Do you believe that the changes in the macroeconomic area are more likely to come from a Tech company/established bank or from FinTech?
We are entering the fourth industrial revolution, which is about digital platforms operating in outcome economies, as opposed to linear business operating in outcome economies. This is a complex shift that requires a Copernican revolution of business logic and the usage of technology. It requires to understand since day one that no simple-minded startup can survive without a clear understanding to the oath towards platform economies. Bigtech firms have it “relatively easier” because they already operate like platforms, yet they might not understand the real foundations of finance which limits their capability to unlock real financial value.
How would you define a platform?
A platform is a venue that enables people to make value-generating interactions, subject to governance rules that allow them to completely trust processes. Platform theory and transparency-based governance are becoming paramount to help modern economies to box-out from existing conundrum. The economy is a platform, finance is a platform, politics is a platform, banking is a platform. We live in a platform of platforms. Understanding how transparency shapes the platform revolution will allow to reveal the invisible hand to build a more inclusive society, starting from banking and financial martlets through the positive theory of Financial Market Transparency.
If you look at the distribution of wealth in the1950s, the richest 0.01% of the US citizens owned 27% of US wealth, which is the same percentage owned by the bottom 90%. Capitalism was an inclusive platform because it was reducing inequality until the 1990s. In the 1990s, the richest 0.01% of the US citizens owned 13% of wealth, while the bottom 90% owned 35%. The middle class had grown.
In the 1980s, finance was internationalized, economies became more open and, since then, the world has changed. In 2018, we had the same inequality we had in the 1950s. Capitalism stopped being inclusive and started having negative effects. Paul Krugman, Nobel Prize winner, said that not only society is becoming less inclusive observing that Americans born in the 90s will likely make less money than their parents.

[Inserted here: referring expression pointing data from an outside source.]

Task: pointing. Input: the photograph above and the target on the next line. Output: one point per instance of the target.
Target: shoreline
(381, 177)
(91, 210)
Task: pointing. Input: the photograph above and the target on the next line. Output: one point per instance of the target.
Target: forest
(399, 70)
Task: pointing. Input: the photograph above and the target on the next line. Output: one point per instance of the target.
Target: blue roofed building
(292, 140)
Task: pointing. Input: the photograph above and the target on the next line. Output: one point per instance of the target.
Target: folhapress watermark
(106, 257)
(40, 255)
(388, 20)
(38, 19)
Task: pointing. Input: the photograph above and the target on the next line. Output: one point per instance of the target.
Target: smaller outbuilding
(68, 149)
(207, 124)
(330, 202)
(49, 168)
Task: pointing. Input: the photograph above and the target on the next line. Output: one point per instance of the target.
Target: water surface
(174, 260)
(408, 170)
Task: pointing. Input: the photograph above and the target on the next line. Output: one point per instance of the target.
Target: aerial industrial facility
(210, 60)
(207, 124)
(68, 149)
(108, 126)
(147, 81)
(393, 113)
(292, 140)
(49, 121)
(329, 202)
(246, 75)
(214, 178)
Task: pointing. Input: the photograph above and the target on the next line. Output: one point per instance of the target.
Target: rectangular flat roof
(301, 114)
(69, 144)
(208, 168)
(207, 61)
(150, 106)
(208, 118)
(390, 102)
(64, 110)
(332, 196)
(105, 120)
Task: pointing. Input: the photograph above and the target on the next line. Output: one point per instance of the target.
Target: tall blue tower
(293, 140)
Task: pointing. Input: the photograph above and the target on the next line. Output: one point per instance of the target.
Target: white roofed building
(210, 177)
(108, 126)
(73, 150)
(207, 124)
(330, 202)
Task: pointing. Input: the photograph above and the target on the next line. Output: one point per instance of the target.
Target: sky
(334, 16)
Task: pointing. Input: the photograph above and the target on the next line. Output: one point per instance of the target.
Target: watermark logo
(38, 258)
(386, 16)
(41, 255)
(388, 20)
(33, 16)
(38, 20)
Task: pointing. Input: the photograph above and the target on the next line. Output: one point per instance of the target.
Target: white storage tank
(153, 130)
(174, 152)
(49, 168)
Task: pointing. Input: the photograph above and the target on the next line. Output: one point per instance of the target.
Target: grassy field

Eventually, he said back then, this will lead to social tensions: Brexit is just an example.
To reverse the trend, the answer is rebasing the system on institutional transparency, which is the core principle of any sustainable platform. As the world becomes more complex, we need more transparency to understand the costs, the incentives, and the consequences of any actions. Without it, governments and banks do not work well, regulators cannot act in our interests and power gets locked into pockets of inefficiency that you cannot dismantle.
If you were to choose between a well-established company or bank and a FinTech, where would you go?
I would think of my professional life as Dante’s journey in the Divina Commedia.
I have been working in quantitative risk management for 15 years, so I was in hell lerning all the possible sins perpetrated on financial markets. I needed to redeem myself. Thus, I progressed, and I went to the purgatory of entrepreneurship as I founded my FinTech, which a few years later was bought by IBM. That is when I started working with the Heaven of artificial intelligence,.
But the, as it happened to Dante himself, my true discovery was the human being and that is reflected into my literature dealing with fundamental uncertainty and time irreversibility, which are the souce of the intensity of human consciousness and the real micro-foundations of financial markets (which is a produce of humans, would not exist in nature). That is really the foundation of everything.
What advice would you give to young finance and management students wishing to pursue a career in FinTech or financial services? If you were a student in 2021, what would you do?
Time is irreversible. Therefore, we must open our minds to the real problems of modern economies by learning financial modeling in a different way. Invest your time to learn how to use technology to interact with reality in different and unforeseen ways, and to open up new opportunities. Some of the biggest entrepreneurs did not know where they were headed, but they were open enough to see things where no one else was looking. Dig deeper, be open, and make it happens. But most of all, be humans!